Photo/IllutrationTomohiro Yoshizawa trims the hair of a female participant in a “hikikomori” support project in Abiko, Chiba Prefecture. (Norio Kamijima)

  • Photo/Illustraion

ABIKO, Chiba Prefecture--Stylist Tomohiro Yoshizawa knows firsthand the positive effects that getting a simple haircut can have on people with low self-esteem.

Chopping his long locks proved to be a crucial event that helped Yoshizawa, 29, gain the confidence to escape his life as a social recluse, or "hikikomori."

Yoshizawa, who works at Avenir salon’s Abiko branch near JR Abiko Station, leads a group of hairdressers and others who are helping people who seldom venture out for psychological or other reasons, by regularly organizing events to change their appearance.

“We will provide encouragement for people who have gone into their shells,” he said.

Under the Beautiful Life Project, hairdressers cut participants' hair and other specialists offer them advice on selection of clothes and makeup. Participants get to take home photos of their new hairstyles and appearance to help them regain the confidence to venture out. These services are available for 3,000 yen ($28), including tax.

“We're doing these things to give people a good opportunity to start something by changing their looks,” Yoshizawa said.

Yoshizawa was bullied when he was a second-year junior high school student and refused to attend classes for half a year. He said he rarely communicated with others during the period.

One day, however, he was gripped by the thought that “doing nothing is bad and I have to transform myself,” and visited a nearby hair salon to get his long hair cut.

“A male stylist kindly took care of me,” he said. “I was impressed that he cut my hair just as I had hoped. The experience gave me confidence.”
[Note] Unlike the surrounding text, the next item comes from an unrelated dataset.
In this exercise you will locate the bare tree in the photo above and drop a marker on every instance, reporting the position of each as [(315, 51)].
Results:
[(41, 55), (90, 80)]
After that, Yoshizawa started going to school again. After graduating from high school, he enrolled in a vocational school to become a hairdresser and then began working at Avenir.

When he was starting the Beautiful Life Project, Yoshizawa asked some friends and others for help. A clothing coordinator, a makeup artist, a photographer and a life counselor joined the program.

The five-member group began its activities in December 2017. It held events for hikikomori on eight occasions last year when Avenir was closed.

They sought participants through a hikikomori support organization and other means. Seventy current and former shut-ins in their teens to 40s took part, according to Yoshizawa.

The group's second event this year was held in mid-April.

A 41-year-old man from Tokyo said it was his fourth time to join the program.

“I feel better,” he said after having his hair fashionably trimmed. “I'm happy because I really feel like a new person.”

A 22-year-old woman from Kashiwa, Chiba Prefecture, who participated said she developed depression at age 19 and is now trying to readjust to society.

“(Having someone cut my hair) cheers me up and makes me feel like working hard for a brighter future,” she said.